The vector of background Ensembl genes (preferably from the experiment).

bg_type

The background type, i.e. the statistical domain, that can be one of "annotated", "known", "custom" or "custom_annotated"

sources

A vector of data sources to use. Currently, these are set at GO:BP, KEGG and WP. Visit the g:GOSt web tool for the comprehensive list and details on incorporated data sources.

organism

Organism ID defined for the chosen sources (e.g. if zebrafish = "drerio")

user_threshold

Adjusted p-value cutoff for Over-Representation analysis (default at 0.05 in gost() function)

correction_method

P-value adjustment method: one of “gSCS” ,“fdr” and “bonferroni (default set at "fdr")

exclude_iea

Option to exclude GO electronic annotations (IEA)

only_highlighted_GO

Whether to retain only highlighted driver GO terms in the results. Default is set to TRUE.

min_term_size

Minimum size of gene sets to be included in the analysis. If NULL (default), no filtering by size is applied.

max_term_size

Maximum size of gene sets to be included in the analysis. If NULL (default), no filtering by size is applied.

ngenes_enrich_filtr

Minimum number of genes in the input gene list needed for a gene set to be considered enriched.
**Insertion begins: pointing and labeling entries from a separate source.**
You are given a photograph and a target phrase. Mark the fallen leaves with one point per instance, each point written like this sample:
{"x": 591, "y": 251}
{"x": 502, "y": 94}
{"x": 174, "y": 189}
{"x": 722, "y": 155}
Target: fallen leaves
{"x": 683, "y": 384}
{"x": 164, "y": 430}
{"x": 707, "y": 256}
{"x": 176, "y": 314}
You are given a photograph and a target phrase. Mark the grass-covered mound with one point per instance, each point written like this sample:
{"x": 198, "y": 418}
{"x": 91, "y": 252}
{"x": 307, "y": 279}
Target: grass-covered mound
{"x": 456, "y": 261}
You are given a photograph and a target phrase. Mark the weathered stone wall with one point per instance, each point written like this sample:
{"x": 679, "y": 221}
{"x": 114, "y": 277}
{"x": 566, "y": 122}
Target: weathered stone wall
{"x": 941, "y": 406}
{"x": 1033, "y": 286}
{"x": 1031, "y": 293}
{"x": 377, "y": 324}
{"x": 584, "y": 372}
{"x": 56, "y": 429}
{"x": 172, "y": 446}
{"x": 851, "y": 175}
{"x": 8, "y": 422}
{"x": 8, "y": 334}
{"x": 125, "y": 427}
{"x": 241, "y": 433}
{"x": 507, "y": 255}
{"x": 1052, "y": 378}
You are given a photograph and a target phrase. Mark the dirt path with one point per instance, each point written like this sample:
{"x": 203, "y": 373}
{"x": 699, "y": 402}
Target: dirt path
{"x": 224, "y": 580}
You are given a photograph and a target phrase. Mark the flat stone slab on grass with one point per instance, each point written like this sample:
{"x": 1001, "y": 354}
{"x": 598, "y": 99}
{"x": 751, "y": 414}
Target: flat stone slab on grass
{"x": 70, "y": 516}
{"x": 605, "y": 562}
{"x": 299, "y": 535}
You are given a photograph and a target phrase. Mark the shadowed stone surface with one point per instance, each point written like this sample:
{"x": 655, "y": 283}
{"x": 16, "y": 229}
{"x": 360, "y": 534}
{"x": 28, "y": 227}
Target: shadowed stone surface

If NULL (default), no filtering by gene count is applied.

gmt_file_paths

If provided, these will be uploaded to g:Profiler and included in the enrichment analysis. For guidance on creating and validating GMT files, see the g:Profiler GMT Helper: https://biit.cs.ut.ee/gmt-helper/.

path

Destination folder for the output data results.

output_filename

Output enrichment result filename.

overwrite

If TRUE, the function overwrites existing output files; otherwise, it reads the existing file. (default is set to FALSE).

Value

A named list holding two components: -unfiltered is a named list holding two sub-components:: - dr_g_a is a dataframe of type g_a holding the unfiltered enrichment results (e.g. all GO terms, no limits set on gene set size ) - gostres is a named list where 'result' contains the data frame with enrichment analysis results, and 'meta' contains metadata necessary for creating a Manhattan plot. This is the original output of a gprofiler2::gost(), with added enrichment ratios in the 'result' dataframe. -filtered is named list holding two sub-components: - dr_g_a is a dataframe of type g_a holding the filtered enrichment results. - dr_a is a dataframe of type a holding the filtered enrichment results. -params is a list of the main parameters used

Examples

if (FALSE) { # \dontrun{
# This function requires two character vectors:
#  - deregulated gene ids derived from DRomics (b$res$id or b_definedCI$id)
#  - background gene ids from the experiment (f$omicdata$items)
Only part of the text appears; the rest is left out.